最初は楽しくゲームやってるなあって感じで、お姫様とプレイヤー達の交流をまったり読んでましたが、9話で居住まいを正して読みました。いいですね、こういう王道。ここら辺のルシェドには思わず涙しました。

作中作とキャラクター達それぞれの想いが絡み合ってさわやかなラストに至る流れは少し懐かしいまっすぐなファンタジーとして、読むこっちにも刺さりました。ルシェドと姫ももちろんですが、アルテミシアさんの、夢を見せながら、お客さんの見る現実も見ている感じの語りも印象的。

読者の私はシヴァールの物語はリプレイを通して1巻を読んだだけになるんですが……確かに彼が種族とか国とかそんな垣根を越えて沢山の女性の心を掴んだのは説得力あるな……と思います。こういう重い女を受け止められて、自分も傷つくような行動が取れて、一途で、かつ一番に愛する女以外の女にも紳士な男ってモテるんだ、私にはわかる。多分私もこの世界の住民だったら熱心な読者だったろうな(笑)そんな彼を書く作者があんな人というのも逆に説得力があります。ああいう人ほど根っこは純だったり、でなかったとしても才能はあるものです。

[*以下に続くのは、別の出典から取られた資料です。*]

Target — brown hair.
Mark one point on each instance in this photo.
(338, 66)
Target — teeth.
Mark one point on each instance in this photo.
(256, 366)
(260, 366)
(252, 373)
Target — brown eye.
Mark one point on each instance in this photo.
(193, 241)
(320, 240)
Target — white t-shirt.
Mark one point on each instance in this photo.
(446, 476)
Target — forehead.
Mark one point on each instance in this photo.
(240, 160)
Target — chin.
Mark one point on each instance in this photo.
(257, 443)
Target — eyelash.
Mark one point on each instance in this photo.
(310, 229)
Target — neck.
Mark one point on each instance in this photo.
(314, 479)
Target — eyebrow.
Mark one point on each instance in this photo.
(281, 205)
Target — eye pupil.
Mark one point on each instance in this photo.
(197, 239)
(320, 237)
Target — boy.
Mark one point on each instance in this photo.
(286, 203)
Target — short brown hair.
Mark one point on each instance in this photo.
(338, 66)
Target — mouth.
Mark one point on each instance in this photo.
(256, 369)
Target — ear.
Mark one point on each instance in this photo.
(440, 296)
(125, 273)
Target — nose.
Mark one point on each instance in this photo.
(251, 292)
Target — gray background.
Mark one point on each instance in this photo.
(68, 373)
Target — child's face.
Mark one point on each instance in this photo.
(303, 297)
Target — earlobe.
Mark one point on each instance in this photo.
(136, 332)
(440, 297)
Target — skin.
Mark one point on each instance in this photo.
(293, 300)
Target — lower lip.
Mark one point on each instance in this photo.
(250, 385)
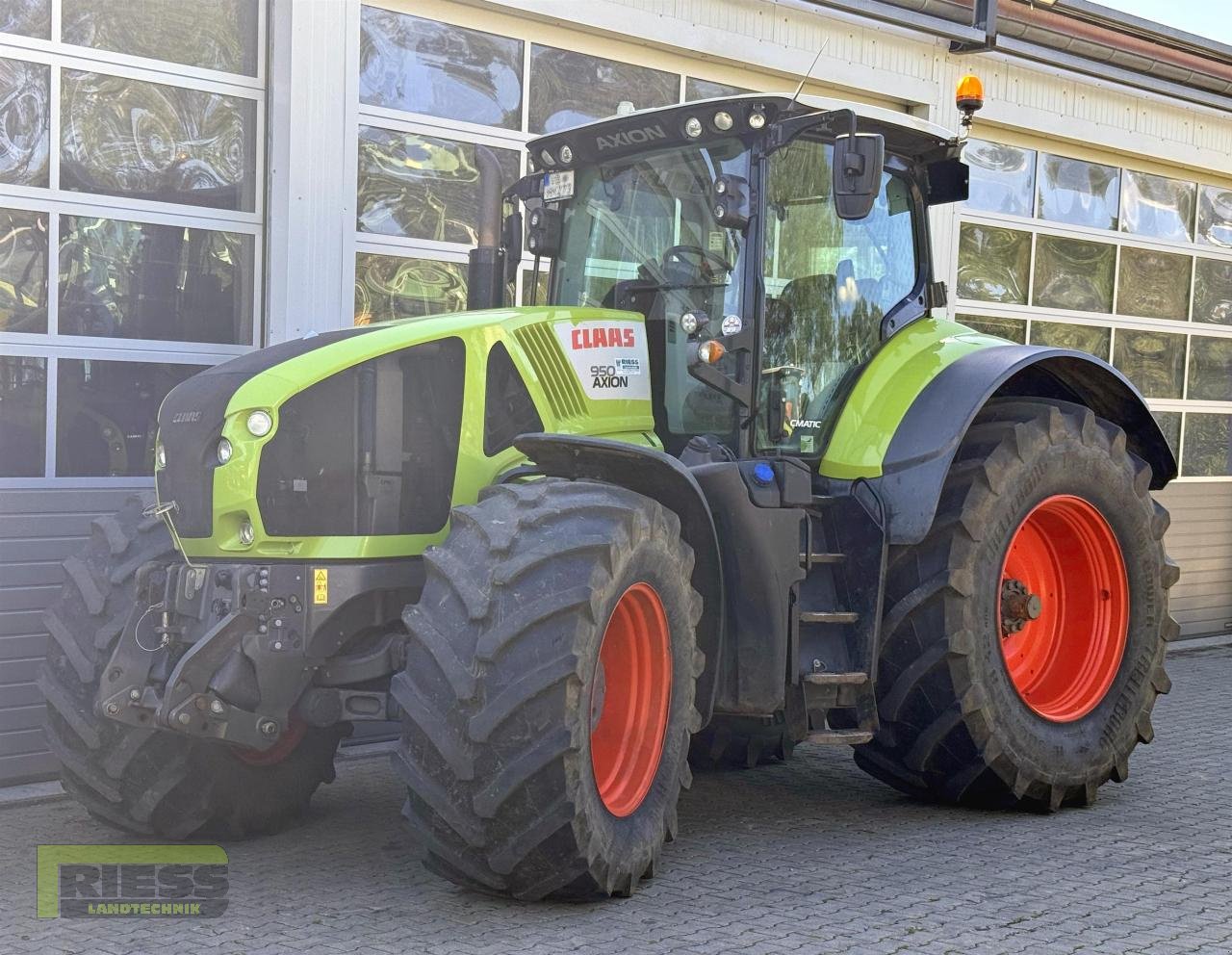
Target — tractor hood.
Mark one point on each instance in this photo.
(354, 444)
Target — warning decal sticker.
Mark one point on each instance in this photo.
(608, 357)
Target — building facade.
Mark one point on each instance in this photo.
(180, 183)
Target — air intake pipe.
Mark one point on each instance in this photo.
(485, 265)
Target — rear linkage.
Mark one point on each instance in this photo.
(242, 652)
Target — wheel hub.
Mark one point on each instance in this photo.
(1019, 607)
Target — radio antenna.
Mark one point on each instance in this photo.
(808, 74)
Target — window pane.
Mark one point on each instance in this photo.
(1073, 273)
(993, 264)
(22, 417)
(1215, 216)
(143, 140)
(421, 186)
(22, 270)
(1081, 338)
(141, 281)
(25, 114)
(1213, 291)
(1169, 423)
(1210, 369)
(1208, 445)
(1082, 194)
(570, 89)
(439, 69)
(1160, 207)
(1153, 285)
(27, 17)
(217, 35)
(388, 286)
(1155, 361)
(1008, 328)
(698, 89)
(1002, 177)
(106, 416)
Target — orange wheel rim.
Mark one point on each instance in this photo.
(280, 751)
(629, 694)
(1064, 607)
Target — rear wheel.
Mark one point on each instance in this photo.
(549, 691)
(1024, 637)
(154, 782)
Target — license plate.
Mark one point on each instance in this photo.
(558, 186)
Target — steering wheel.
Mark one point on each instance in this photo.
(704, 255)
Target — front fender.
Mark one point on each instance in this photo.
(927, 439)
(663, 478)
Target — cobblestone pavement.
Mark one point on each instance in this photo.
(808, 857)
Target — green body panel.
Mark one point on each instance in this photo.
(530, 337)
(886, 388)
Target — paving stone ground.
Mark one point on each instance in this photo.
(808, 857)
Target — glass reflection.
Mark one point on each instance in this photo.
(698, 89)
(106, 416)
(217, 35)
(570, 89)
(388, 286)
(167, 282)
(27, 18)
(1153, 285)
(1160, 207)
(1073, 273)
(1213, 291)
(1082, 194)
(1210, 370)
(143, 140)
(1155, 361)
(1013, 329)
(1208, 445)
(1081, 338)
(1215, 216)
(25, 117)
(419, 65)
(993, 264)
(1002, 177)
(22, 416)
(421, 186)
(22, 271)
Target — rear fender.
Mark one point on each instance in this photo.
(927, 439)
(658, 476)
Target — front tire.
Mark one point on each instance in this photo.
(993, 695)
(549, 691)
(144, 780)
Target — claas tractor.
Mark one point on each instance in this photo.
(735, 483)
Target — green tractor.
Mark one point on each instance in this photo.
(735, 484)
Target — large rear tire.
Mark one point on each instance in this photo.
(1024, 637)
(150, 782)
(549, 691)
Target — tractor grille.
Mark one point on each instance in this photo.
(561, 385)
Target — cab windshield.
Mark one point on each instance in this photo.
(647, 223)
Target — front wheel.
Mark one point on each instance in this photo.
(549, 691)
(1024, 637)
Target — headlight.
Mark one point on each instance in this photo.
(259, 424)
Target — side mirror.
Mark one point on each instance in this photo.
(859, 162)
(511, 241)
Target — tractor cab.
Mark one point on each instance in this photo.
(771, 245)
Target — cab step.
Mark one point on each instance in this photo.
(840, 737)
(828, 616)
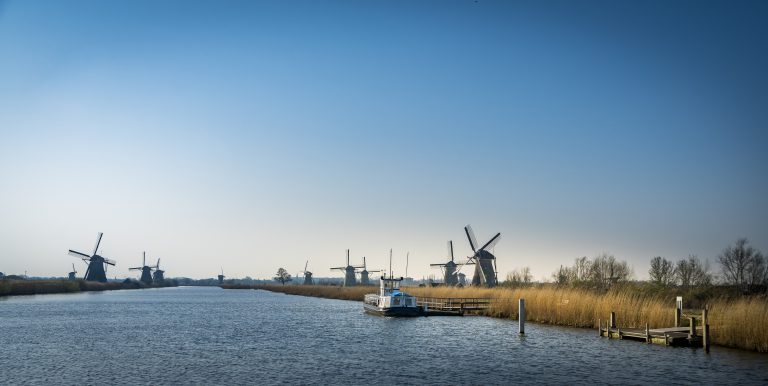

メタ的なところではプレイヤー達が笑いを交えつつ楽しそうに遊んでいるのを感じられて、本編ストーリー的にはまっすぐな王道で、良いリプレイだなと思います。ラグのメリアに対してお姉さんっぽいところや、決めるところでは決めるキングのツヴァイも素敵でした。執拗に叩き割られるツボもツボでした。ツボだけに。